# Corpus Preprocessing for Language Modeling

- __author__: Evgeny A. Stepanov
- __e-mail__: stepanov.evgeny.a@gmail.com

This notebook is part of the Laboratory Work for [Language Understanding Systems class](http://disi.unitn.it/~riccardi/page7/page13/page13.html) of [University of Trento](https://www.unitn.it/en).

Dan Jurafsky and James H. Martin's __Speech and Language Processing__ ([3rd ed. draft](https://web.stanford.edu/~jurafsky/slp3/)) is advised for reading. 

- Section *Corpora and Counting* covers some concepts of *Chapter 2: "Regular Expressions, Text Normalization, Edit Distance"*.

__Requirements__

- [NL2SparQL4NLU](https://github.com/esrel/NL2SparQL4NLU) dataset

    - run `git clone https://github.com/esrel/NL2SparQL4NLU.git`
    

## 1. Corpora and Counting

### 1.1. Corpus

[Corpus](https://en.wikipedia.org/wiki/Text_corpus) is a collection of written or spoken texts that is used for language research. Before doing anything with a corpus we need to know its properties:

__Corpus Properties__:
- *Format* -- how to read/load it?
- *Language* -- which tools/models can I use?
- *Annotation* -- what it is intended for?
- *Split* for __Evaluation__: (terminology varies from source to source)
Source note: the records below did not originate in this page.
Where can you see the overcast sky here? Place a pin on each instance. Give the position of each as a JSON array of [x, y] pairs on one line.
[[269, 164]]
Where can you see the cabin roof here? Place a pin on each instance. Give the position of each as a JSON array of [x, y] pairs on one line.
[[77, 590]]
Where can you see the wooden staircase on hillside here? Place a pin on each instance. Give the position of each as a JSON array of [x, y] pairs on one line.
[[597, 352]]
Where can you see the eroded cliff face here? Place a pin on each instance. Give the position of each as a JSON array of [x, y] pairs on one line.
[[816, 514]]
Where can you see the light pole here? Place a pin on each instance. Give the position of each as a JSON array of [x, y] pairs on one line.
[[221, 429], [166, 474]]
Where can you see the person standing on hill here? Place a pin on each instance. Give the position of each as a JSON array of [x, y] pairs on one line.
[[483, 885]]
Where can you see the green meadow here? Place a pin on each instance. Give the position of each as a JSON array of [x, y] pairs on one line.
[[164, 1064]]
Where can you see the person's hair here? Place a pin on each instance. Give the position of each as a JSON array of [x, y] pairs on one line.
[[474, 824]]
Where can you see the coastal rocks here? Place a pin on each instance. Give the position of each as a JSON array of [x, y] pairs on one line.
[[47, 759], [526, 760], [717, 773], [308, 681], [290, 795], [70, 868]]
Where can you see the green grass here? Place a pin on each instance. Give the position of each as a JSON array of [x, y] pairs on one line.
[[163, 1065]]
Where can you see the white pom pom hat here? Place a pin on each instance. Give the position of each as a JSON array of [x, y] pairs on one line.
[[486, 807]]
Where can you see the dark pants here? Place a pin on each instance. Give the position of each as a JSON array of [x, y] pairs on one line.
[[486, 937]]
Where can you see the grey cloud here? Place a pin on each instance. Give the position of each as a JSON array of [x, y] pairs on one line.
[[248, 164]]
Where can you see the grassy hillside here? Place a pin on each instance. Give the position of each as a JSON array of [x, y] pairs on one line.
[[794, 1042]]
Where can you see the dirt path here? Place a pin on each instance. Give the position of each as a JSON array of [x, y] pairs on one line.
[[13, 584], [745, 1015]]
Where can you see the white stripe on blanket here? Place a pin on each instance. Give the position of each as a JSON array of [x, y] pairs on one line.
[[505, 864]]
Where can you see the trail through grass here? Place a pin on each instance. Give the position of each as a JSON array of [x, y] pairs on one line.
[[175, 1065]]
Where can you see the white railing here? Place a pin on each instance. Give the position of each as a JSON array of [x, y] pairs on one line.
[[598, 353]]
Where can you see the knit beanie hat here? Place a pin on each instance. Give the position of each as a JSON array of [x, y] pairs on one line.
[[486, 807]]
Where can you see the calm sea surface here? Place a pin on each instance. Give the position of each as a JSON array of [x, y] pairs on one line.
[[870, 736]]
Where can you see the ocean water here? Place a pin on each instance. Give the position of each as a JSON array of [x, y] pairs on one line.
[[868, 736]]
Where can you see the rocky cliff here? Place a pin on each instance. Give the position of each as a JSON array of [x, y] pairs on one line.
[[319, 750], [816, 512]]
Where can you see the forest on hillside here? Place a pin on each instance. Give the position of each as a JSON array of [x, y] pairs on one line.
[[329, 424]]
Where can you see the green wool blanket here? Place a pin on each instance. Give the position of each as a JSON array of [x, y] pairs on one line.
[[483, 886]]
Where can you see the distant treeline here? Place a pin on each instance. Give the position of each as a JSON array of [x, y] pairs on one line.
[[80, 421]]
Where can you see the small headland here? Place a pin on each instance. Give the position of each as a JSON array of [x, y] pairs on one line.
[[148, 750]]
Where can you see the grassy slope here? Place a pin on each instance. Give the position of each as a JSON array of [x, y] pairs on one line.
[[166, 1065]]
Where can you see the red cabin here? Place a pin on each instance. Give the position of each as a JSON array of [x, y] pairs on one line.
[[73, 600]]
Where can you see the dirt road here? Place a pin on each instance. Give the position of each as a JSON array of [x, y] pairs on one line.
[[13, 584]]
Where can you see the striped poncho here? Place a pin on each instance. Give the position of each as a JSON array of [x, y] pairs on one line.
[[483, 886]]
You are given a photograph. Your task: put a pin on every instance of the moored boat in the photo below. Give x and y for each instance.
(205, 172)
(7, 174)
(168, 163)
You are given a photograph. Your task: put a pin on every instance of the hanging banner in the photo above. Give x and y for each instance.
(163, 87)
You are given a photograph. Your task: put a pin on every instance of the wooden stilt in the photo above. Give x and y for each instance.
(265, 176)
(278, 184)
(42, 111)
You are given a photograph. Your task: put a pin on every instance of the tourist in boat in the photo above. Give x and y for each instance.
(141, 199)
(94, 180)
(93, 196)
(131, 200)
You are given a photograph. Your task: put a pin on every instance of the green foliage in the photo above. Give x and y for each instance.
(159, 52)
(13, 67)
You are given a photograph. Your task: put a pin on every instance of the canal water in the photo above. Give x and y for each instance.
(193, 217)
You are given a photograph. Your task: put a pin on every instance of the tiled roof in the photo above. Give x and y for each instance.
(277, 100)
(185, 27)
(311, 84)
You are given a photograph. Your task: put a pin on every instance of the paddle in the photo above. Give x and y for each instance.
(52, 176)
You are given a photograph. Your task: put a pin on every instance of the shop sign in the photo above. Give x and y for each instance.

| Set         | Purpose                                       |
|:------------|:----------------------------------------------|
| Training    | training model, extracting rules, etc.        |
| Development | tuning, optimization, intermediate evaluation |
| Test        | final evaluation (remains unseen)             |


#### NL2SparQL4NLU

- __Format__:

    - Utterance (sentence) per line
    - Tokenized
    - Lowercased

- __Language__: English monolingual

- __Annotation__: None (for now)

- __Split__: training & test sets

#### Exercise

- define a function to load a corpus into a list-of-lists

- load `NL2SparQL4NLU/dataset/NL2SparQL4NLU.train.utterances.txt`
- print first `2` words (tokens) of the first `10` sentences


In [1]:
trn='NL2SparQL4NLU/dataset/NL2SparQL4NLU.train.utterances.txt'
tst='NL2SparQL4NLU/dataset/NL2SparQL4NLU.test.utterances.txt'

### 1.2. Corpus Descriptive Statistics (Counting)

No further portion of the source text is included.